Atentar contra una obra de arte es más que una brutal indecencia. Es un delito

Actualizada 01:30

El periodismo necio –o militante de la ultraizquierda– les denomina «ecologistas radicales» o «activistas climáticos». Las redacciones de muchos periódicos, agencias, gabinetes de prensa, cadenas de televisión y radios, blanquean a estos delincuentes suavizando los adjetivos. Después de pegarse a los marcos de las Majas de Goya en el museo del Prado, han lanzado toda suerte de porquería contra la mampara de cristal que protege a la Mona Lisa de Leonardo en el Louvre. Antonio Naranjo ha colgado el siguiente mensaje en las redes. «Ya está bien de llamar 'activistas climáticos' a imbéciles que atacan museos y atentan contra la misma Mona Lisa. Son delincuentes, vándalos y cretinos». Y muchas más cosas. Son gilipollas, salvajes, bestias, insensibles y asesinos del Arte. Pero aquí seguimos con la murga del ecologismo radical y el activismo climático. Terminarán llamando a los terroristas «vehementes extremados» o «fanáticos imprudentes». Por otra parte, son unos cursis, que muy poco significa comparado con su repugnante lenguaje.

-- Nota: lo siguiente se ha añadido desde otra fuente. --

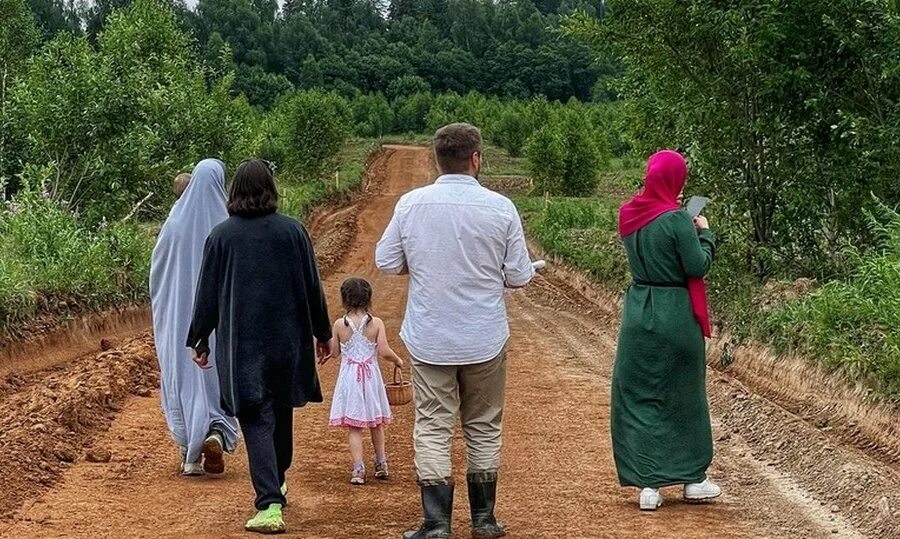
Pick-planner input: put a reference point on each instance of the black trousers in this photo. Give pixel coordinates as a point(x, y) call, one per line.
point(269, 436)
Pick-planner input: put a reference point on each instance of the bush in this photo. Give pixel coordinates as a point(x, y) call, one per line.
point(52, 263)
point(564, 156)
point(852, 325)
point(407, 86)
point(512, 130)
point(372, 116)
point(117, 121)
point(313, 127)
point(412, 113)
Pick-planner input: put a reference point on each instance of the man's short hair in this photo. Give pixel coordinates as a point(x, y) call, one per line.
point(181, 182)
point(454, 145)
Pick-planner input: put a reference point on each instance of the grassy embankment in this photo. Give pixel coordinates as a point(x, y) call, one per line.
point(51, 263)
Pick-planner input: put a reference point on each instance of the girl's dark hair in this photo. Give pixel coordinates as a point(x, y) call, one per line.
point(253, 192)
point(356, 294)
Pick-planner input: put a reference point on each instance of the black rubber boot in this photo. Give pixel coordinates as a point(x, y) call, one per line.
point(437, 506)
point(482, 498)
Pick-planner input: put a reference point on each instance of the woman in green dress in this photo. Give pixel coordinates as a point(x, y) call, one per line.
point(660, 416)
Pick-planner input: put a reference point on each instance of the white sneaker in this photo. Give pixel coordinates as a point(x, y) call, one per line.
point(191, 469)
point(698, 492)
point(650, 499)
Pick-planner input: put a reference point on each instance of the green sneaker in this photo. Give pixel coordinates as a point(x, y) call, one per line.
point(269, 521)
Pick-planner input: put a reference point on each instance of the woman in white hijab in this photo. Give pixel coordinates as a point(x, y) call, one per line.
point(190, 396)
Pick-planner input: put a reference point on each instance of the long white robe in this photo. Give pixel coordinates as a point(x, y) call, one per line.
point(190, 395)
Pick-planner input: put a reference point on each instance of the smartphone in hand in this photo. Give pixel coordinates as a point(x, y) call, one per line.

La simpar Ione Belarra –que al paso que va se queda sóla en Podemos– ha invitado al Congreso de los Diputados, y ahí los ha recibido y agasajado, a la maloliente pareja de terroristas de museo que destrozaron los marcos de las Majas de Goya. Y escribo de maloliente pareja, porque su aspecto proyecta una falta de higiene muy propia de esa banda internacional de cobardes estúpidos. Cobardes, porque saben que, con el apoyo de quienes los definen de ecologistas radicales y activistas climáticos, los partidos de la ultraizquierda se situarán inmediatamente de su parte, y no de sus partes, porque la primera reacción que merecen sus fecales acciones no es otra que una patada bien dirigida a sus entreperniles, ya sean masculinos o femeninos. ¿Qué ánimos les ha dado la Belarra? ¿Hasta qué nivel de inmundicia han llegado estas señoritinas de la ultraizquierda para recibir en el Congreso de los Diputados a esa pareja de energúmenos? ¿Se creen valientes y protagonistas de actos heroicos estos sinvergüenzas? ¿Le han informado a la Belarra de sus planes inmediatos?

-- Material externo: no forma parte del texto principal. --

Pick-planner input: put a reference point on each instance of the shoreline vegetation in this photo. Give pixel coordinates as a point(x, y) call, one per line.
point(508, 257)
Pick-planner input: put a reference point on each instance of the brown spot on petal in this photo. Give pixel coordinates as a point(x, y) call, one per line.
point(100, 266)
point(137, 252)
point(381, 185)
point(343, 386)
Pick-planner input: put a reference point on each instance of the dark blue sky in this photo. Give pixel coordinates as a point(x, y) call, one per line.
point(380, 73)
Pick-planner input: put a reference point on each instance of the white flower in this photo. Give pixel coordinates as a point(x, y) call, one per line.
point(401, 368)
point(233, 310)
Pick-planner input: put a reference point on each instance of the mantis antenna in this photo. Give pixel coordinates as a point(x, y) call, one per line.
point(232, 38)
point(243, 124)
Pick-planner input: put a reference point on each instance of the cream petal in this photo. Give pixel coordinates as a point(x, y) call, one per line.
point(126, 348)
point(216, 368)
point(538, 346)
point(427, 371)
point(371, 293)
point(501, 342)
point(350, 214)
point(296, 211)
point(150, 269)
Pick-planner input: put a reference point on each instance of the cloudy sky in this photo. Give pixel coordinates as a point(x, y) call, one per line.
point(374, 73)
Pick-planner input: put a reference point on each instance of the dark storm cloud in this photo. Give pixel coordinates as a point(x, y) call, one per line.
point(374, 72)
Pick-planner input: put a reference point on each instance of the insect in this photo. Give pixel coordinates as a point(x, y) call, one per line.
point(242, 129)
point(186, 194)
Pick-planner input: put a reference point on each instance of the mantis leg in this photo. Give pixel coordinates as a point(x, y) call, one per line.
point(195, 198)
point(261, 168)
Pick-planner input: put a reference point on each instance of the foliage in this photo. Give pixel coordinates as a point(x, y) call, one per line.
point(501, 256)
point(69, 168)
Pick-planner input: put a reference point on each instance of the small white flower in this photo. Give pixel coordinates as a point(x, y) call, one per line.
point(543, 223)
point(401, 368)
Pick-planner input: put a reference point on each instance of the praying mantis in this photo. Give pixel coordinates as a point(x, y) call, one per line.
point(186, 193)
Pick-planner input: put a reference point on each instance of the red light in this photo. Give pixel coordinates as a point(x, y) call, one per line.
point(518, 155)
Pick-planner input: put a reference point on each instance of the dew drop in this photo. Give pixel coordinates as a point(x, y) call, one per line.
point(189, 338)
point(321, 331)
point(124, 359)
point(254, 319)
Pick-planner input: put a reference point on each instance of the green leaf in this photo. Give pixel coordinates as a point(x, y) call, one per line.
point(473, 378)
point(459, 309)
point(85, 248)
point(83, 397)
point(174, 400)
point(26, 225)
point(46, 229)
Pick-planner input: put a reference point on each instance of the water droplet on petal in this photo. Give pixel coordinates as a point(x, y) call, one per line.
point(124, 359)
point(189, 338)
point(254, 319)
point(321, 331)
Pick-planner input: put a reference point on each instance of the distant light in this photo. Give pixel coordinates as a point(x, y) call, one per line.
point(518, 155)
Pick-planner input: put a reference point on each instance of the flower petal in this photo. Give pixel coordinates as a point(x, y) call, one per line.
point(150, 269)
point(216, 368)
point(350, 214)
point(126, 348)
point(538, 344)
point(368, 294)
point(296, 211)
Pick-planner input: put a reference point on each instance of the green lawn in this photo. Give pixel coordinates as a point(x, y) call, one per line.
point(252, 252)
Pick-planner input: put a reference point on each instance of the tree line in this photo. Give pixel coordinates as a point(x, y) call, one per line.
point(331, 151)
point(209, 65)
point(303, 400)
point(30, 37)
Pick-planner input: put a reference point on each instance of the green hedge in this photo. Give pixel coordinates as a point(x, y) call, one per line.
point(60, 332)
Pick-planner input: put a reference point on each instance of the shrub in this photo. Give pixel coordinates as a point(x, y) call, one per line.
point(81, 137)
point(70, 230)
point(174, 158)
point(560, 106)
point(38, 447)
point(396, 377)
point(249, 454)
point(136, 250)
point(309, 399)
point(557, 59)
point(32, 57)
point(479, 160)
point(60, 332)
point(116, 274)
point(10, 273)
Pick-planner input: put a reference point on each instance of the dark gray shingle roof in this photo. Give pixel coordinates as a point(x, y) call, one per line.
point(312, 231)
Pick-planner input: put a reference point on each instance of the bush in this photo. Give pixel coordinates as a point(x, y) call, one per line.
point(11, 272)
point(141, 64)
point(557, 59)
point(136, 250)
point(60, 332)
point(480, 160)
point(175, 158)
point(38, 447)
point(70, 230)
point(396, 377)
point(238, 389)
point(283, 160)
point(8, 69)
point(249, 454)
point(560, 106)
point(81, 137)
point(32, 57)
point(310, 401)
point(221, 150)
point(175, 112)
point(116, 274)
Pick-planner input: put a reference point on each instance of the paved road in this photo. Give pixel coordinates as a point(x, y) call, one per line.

La humanidad no ha enloquecido. Se ha humillado a sí misma, y no se ha apercibido de su ridículo buenismo. Es sabido que el 90 por ciento de los profesionales del activismo ecológico –como escriben muchos periodistas– son ecologistas urbanos, incapaces de distinguir un pinar de un hayedo, una perdiz de un conejo, y una trucha de una carpa. Lo que se llama el ecologismo sandía, muy verdes por fuera y muy rojos por dentro. Creen que el toro bravo es una especie salvaje, y que el nombre científico de los ciervos recién nacidos es el de Bambis. Más allá, no hay mayor conocimiento. Y siempre, para impactar en la sensibilidad de los cretinos, aplican a cualquier bobada la ridícula adjetivación de sostenible. «¿Qué haces el domingo?»; «senderismo, ¿te apuntas?»; «si se trata de senderismo ecológico y sostenible, me apunto ya»; «ea», «pues ea».

Atentar contra una obra de arte es más que una brutal indecencia. Es un delito. El que atenta contra una pintura, un dibujo, o una escultura, es un delincuente, y como tal, debe ser tratado por las Fuerzas del Orden y los jueces. Son malhechores, aprovechados, publicistas de su incultura y pobres bestias mimadas por una sociedad que ha perdido su escala de valores y su sentido de la autodefensa.

Unos delincuentes gilipollas. También los que semánticamente les amparan y los que alientan sus atrocidades y los reciben como si fueran personas más o menos normales.